Ran 90 tests in 2.054s

FAILED (SKIP=5, errors=1, failures=1)

Both the error and the failure arise from the profound issues with TopDownSPARQLEntailingStore still referencing obsolete functions in the ancient rdflib bison-based SPARQL implementation (as discussed above). Refactoring this to use RDFLib's current implementation would be non-trivial. However, the top-down approach has been deprecated so maybe this issue can be partially elided.

To spare those not deeply involved, I'll shift the rest of this discussion to the Discussions on my fork as it's going to get extensive in scope and specific in detail.

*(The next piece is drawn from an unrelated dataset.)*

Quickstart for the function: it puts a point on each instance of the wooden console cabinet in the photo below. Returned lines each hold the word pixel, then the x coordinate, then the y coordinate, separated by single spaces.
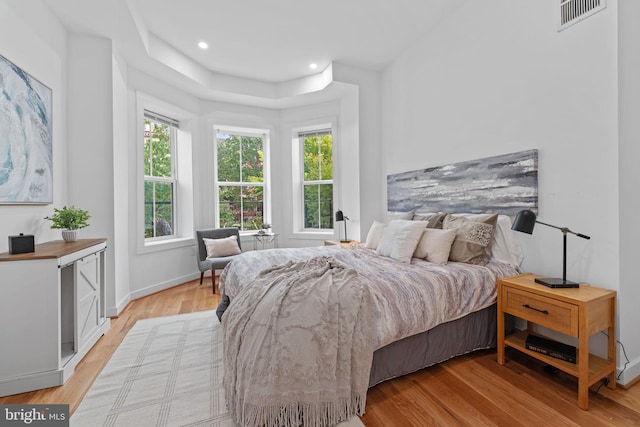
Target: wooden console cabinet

westurner commented 2 years ago

@nicholascar I wouldn't say that I am sufficiently familiar with n3 (=>: implies) or owl or the FuXi codebase to review this one, though I was able to figure out how to materialize the implied triples with FuXi in 2010 IIRC.

I find it surprising that the original author is unavailable for comment.

ghost commented 2 years ago

I find it surprising that the original author is unavailable for comment.

Chimezie has probably moved on in the years since and is unlikely to be following developments.

BTW, after getting a better understanding of what needed to be done, I was able to re-do the fork and make the changes in a less monolithic manner.